Regulators who are evaluating AT&T's bid to take over DirecTV should consider the telecom's recent history of “skirting the spirit” of neutrality principles, Sen. Al Franken (D-Minn.) says.
“AT&T allegedly had blocked applications that compete with its own voice and messaging services, including Skype, Google Voice and Apple's FaceTime,” Franken writes in a letter to the Department of Justice and Federal Communications Commission.
“AT&T stopped blocking FaceTime only after the FCC began investigating whether AT&T's conduct violated the Open Internet Order,” Franken added, referring to the 2010 net neutrality rules. Those rules were invalidated by an appellate court earlier this year, and the FCC is now in the process of crafting new rules.
Consumer advocates accused AT&T of violating the neutrality rules in 2012, when the company said it would only allow consumers to use FaceTime on the 3G mobile network if they subscribe to a “shared data” plan. The company said at the time that customers on older plans -- who don't have unlimited voice calls -- could only use FaceTime on WiFi networks.
Consumer advocates Public Knowledge and Free Press argued that AT&T's decision violated the 2010 neutrality rule that prohibited wireless providers from impeding the use of competing apps. AT&T eventually backed away from its initial position, but only after much criticism.

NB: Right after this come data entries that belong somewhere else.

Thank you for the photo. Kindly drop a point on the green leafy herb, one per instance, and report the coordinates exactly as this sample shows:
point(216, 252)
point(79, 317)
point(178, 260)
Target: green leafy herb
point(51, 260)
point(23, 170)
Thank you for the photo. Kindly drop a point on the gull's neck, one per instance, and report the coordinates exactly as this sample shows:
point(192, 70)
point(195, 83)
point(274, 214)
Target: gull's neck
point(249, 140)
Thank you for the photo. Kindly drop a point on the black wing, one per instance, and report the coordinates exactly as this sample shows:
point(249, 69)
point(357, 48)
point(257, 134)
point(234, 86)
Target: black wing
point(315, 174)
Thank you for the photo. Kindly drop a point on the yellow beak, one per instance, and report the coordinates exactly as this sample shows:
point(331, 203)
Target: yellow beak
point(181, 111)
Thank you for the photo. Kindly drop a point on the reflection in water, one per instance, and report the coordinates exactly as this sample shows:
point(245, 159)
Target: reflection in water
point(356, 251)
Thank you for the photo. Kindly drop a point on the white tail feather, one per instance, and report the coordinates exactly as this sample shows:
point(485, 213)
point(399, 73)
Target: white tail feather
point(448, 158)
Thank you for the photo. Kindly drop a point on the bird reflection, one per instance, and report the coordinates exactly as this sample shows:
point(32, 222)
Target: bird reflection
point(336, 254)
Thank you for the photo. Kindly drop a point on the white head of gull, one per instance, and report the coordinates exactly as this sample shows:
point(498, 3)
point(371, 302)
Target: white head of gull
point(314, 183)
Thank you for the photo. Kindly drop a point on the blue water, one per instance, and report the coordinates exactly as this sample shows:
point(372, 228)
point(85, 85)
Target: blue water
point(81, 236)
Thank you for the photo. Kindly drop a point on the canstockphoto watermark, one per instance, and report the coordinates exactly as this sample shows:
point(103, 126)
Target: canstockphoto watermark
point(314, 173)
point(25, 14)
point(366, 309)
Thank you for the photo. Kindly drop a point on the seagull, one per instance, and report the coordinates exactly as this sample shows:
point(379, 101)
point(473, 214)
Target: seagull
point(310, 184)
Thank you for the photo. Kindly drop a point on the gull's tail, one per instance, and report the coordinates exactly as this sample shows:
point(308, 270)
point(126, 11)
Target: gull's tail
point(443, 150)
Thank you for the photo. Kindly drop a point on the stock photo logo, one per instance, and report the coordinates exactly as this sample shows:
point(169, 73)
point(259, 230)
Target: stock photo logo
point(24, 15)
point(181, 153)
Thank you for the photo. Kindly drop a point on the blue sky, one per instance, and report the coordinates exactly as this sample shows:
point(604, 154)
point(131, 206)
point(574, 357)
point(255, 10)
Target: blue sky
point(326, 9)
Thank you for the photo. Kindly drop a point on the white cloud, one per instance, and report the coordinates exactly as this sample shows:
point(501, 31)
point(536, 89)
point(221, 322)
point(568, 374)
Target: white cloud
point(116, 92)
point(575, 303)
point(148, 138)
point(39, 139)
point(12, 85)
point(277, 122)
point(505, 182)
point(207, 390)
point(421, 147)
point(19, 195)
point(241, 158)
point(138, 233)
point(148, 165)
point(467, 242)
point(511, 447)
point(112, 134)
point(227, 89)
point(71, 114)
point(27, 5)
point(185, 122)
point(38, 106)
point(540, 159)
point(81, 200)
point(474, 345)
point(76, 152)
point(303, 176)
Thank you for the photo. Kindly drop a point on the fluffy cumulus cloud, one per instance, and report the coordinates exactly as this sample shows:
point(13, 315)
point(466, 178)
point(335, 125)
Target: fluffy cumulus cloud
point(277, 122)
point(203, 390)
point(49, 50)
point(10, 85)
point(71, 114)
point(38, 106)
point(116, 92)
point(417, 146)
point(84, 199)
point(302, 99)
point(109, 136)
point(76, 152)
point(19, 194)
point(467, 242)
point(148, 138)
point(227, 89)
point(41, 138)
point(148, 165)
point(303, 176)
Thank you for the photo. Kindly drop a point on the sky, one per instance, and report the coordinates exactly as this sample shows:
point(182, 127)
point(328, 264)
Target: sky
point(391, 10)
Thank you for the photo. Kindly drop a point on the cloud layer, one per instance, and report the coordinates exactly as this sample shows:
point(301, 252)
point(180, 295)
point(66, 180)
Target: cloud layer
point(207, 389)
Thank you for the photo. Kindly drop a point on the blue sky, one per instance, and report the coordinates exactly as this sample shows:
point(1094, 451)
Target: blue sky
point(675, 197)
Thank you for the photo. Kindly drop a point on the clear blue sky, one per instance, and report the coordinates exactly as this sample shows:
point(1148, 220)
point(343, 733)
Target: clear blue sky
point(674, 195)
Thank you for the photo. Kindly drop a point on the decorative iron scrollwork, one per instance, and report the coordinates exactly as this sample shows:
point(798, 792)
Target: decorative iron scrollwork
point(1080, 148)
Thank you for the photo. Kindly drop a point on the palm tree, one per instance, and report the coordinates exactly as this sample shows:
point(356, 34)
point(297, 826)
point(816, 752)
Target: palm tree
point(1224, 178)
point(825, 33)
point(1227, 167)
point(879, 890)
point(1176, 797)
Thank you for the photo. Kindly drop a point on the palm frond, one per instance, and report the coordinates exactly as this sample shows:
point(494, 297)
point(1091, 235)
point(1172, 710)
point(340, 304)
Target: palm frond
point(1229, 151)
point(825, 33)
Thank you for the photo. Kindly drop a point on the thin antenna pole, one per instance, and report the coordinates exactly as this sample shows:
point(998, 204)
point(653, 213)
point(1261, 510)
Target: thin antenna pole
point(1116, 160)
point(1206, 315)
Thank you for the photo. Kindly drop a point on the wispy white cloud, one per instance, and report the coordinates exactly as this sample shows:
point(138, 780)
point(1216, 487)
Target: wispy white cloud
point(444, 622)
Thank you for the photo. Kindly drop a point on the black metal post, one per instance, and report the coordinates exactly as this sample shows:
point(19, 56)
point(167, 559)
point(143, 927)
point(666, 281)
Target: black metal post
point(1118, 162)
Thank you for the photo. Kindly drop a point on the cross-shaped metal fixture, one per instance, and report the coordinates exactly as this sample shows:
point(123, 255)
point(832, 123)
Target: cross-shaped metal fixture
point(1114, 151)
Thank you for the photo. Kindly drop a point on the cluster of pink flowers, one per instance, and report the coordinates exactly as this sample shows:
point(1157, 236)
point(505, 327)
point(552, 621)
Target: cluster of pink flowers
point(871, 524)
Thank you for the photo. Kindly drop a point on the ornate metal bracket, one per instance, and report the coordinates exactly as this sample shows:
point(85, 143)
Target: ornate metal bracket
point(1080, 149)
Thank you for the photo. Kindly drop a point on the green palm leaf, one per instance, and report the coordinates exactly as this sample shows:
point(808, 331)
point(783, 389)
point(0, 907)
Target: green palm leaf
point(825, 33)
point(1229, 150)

Even though the 2010 regulations were struck down in court, AT&T pledged to follow them for three years if its $48 billion DirecTV takeover is approved. But Franken suggests that AT&T's promise warrants scrutiny, given the company's history.
The lawmaker also wants regulators to make sure that AT&T doesn't implement policies that would hinder cord-cutting -- such as forcing consumers to accept bundled packages. “To protect consumer choice,” he says, “I believe that AT&T must thoroughly articulate its commitment to standalone broadband pricing.”